Recently, progressive Catholics met in Detroit and issued calls for a married clergy and the ordination of women priests. In a very timely article Samuel Gregg, research director at the Acton Institute, addresses the progressive Catholics who “sit rather loosely with Catholic teaching on questions like life and marriage” and how they are continuing “to press what is often a hyper-politicized understanding of the gospel.” Gregg’s article appearing in Crisis Magazine.
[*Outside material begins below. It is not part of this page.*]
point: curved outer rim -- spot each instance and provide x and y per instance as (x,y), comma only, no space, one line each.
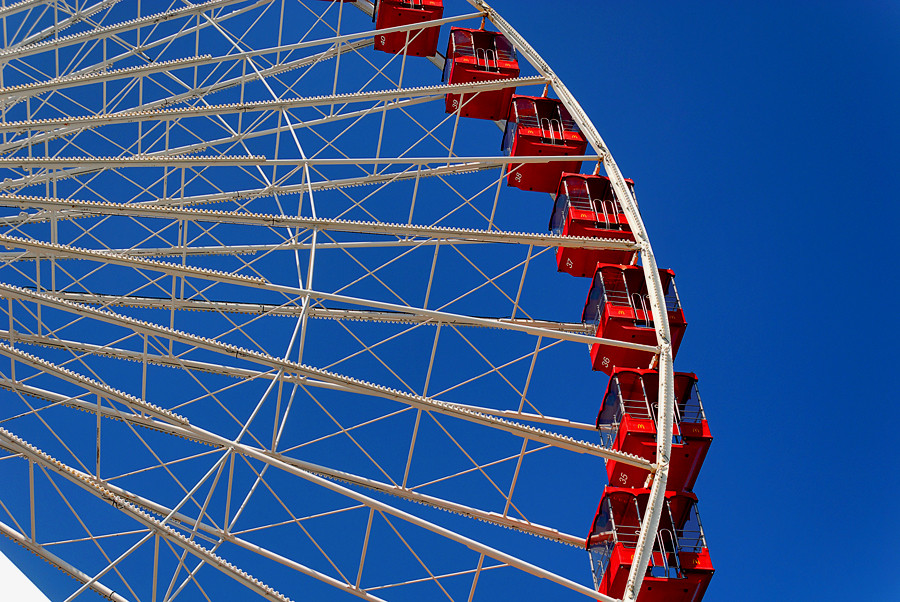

The roots of the progressive Catholic’s problems may lie in the view of hell:
Perhaps it has something to do with the eternal quest for “relevance” that’s often fuelled by living in hothouses like Washington, D.C. In some cases, it might be ambitions of a political appointment. While such factors shouldn’t be discounted, deeper theological influences may be at work. Though it’s impolitic to say so, one such pressure may be the effective denial of the reality of hell that has become part of much contemporary Christian life.
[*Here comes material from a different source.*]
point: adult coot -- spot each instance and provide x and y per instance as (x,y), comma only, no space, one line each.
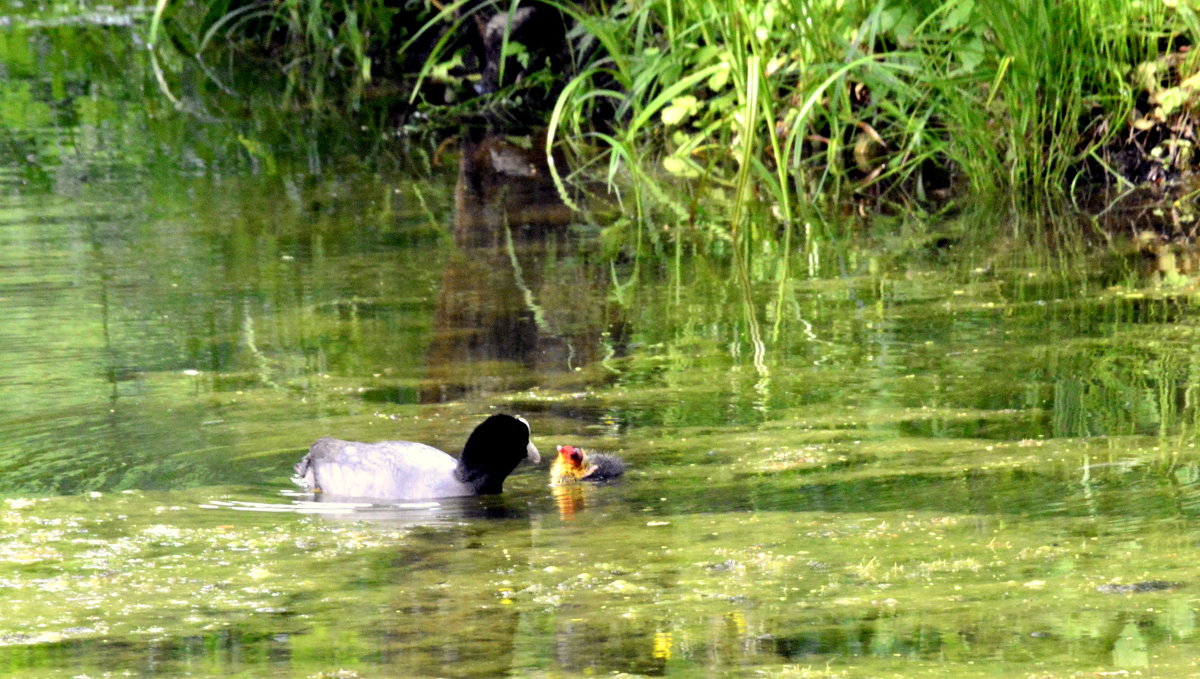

Hell is not a comfortable subject. The idea that we can, by virtue of one or more of our free choices, potentially separate ourselves eternally from God’s love is frightening.
But the reality of hell and that it will be populated by those who fail to choose to repent of such choices (we don’t know the identity or number of such people, and pray and hope we won’t be among them) is firmly attested to by Scripture and Tradition. St. Augustine’s City of God devotes several chapters to affirming these truths. The Catechism of the Catholic Church refers specifically to those who die in a state of mortal sin enduring “eternal separation from God.”
Moreover, from the standpoint of reason, hell is a logical side effect of God’s willingness to let us choose whether or not to live in His Truth.
God doesn’t will that anyone goes to hell. Hell is, as the philosopher John Finnis writes, “a self-made judgment, the inherent outcome of a sin by which one refuses to remain and grow in friendship with God.”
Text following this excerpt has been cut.